French justice minister to go on trial for suspected conflict of interest

French Justice Minister Eric Dupond-Moretti arrives to attend the weekly cabinet meeting after a government reshuffle at the Elysee Palace in Paris, France, July 4, 2022. REUTERS/Benoit Tessier

PARIS, Oct 3 (Reuters) - France's justice minister will stand trial before a special judicial body for suspected conflict of interest in two cases, a court spokeswoman said on Monday.

Eric Dupond-Moretti, who was one of France's most famous criminal lawyers before President Emmanuel Macron made him justice minister, is accused of having used his position to act against personal rivals within the judiciary, which he denies.

His lawyer, Remi Lorrain, told Reuters that his client would appeal the decision to open the trial.

"The minister is extremely confident. He will not resign," said Lorrain.

The judicial body, the Court of Justice of the Republic, deals with suspected crimes or offences committed by members of the government during the exercise of their functions.
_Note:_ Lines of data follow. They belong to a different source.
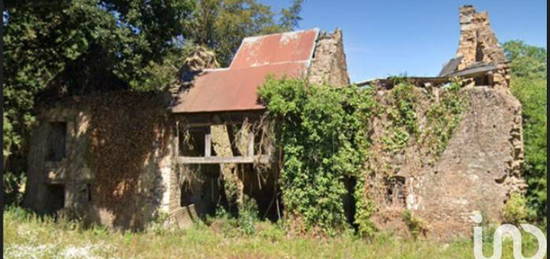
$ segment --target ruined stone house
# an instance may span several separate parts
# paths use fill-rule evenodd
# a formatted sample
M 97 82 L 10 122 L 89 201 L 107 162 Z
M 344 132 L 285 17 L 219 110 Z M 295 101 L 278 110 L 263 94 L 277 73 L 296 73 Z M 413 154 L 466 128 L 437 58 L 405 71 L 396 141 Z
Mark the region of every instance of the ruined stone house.
M 24 205 L 140 229 L 159 215 L 185 226 L 250 197 L 259 213 L 277 219 L 284 205 L 274 184 L 278 168 L 269 165 L 281 154 L 262 145 L 269 129 L 254 129 L 265 111 L 256 91 L 267 76 L 349 85 L 341 31 L 248 37 L 227 68 L 216 68 L 207 52 L 192 57 L 199 58 L 184 65 L 182 83 L 166 94 L 115 92 L 43 104 Z M 432 236 L 468 233 L 474 211 L 498 221 L 509 194 L 523 188 L 521 106 L 508 89 L 508 66 L 487 13 L 471 6 L 460 9 L 456 57 L 440 75 L 409 81 L 437 94 L 455 77 L 470 106 L 439 159 L 427 165 L 407 149 L 370 162 L 399 168 L 391 179 L 370 179 L 380 183 L 373 190 L 380 194 L 374 221 L 381 229 L 401 231 L 408 209 L 428 222 Z M 357 84 L 375 87 L 381 98 L 393 87 L 390 79 Z
M 408 147 L 397 155 L 379 151 L 371 159 L 369 166 L 375 170 L 383 170 L 386 165 L 397 168 L 390 178 L 370 181 L 376 202 L 384 204 L 374 216 L 381 229 L 403 232 L 407 227 L 402 212 L 408 209 L 426 222 L 428 235 L 450 239 L 471 233 L 473 213 L 501 222 L 510 194 L 525 188 L 521 177 L 521 104 L 509 89 L 504 51 L 486 12 L 463 6 L 459 17 L 456 57 L 436 77 L 408 80 L 418 92 L 430 93 L 437 101 L 440 88 L 452 78 L 460 78 L 468 108 L 435 161 L 434 157 L 423 155 L 422 146 Z M 383 100 L 394 81 L 380 79 L 358 84 L 375 87 Z M 420 106 L 433 102 L 425 101 Z M 425 111 L 417 113 L 425 116 Z M 385 121 L 375 118 L 371 123 L 375 125 L 373 149 L 380 150 L 380 136 L 387 134 Z
M 246 128 L 265 110 L 256 91 L 267 76 L 348 85 L 342 44 L 339 30 L 248 37 L 227 68 L 215 68 L 207 51 L 193 53 L 169 93 L 43 104 L 24 205 L 139 229 L 159 215 L 189 224 L 246 193 L 264 216 L 276 218 L 276 170 L 254 174 L 274 152 L 258 145 L 262 132 Z M 230 183 L 237 190 L 226 194 Z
Since its creation in 1993, it has only held eight formal trials.

Past defendants before the jury, which is composed of lawmakers and judges of France's highest court, the Cour de Cassation, have included former finance minister and current head of the European Central Bank, Christine Lagarde. She was found guilty of negligence over a government payout.

Dupond-Moretti joined the French government in 2020 after being a vocal critic of what he said were France's excessively lengthy criminal trial proceedings and its overcrowded prisons.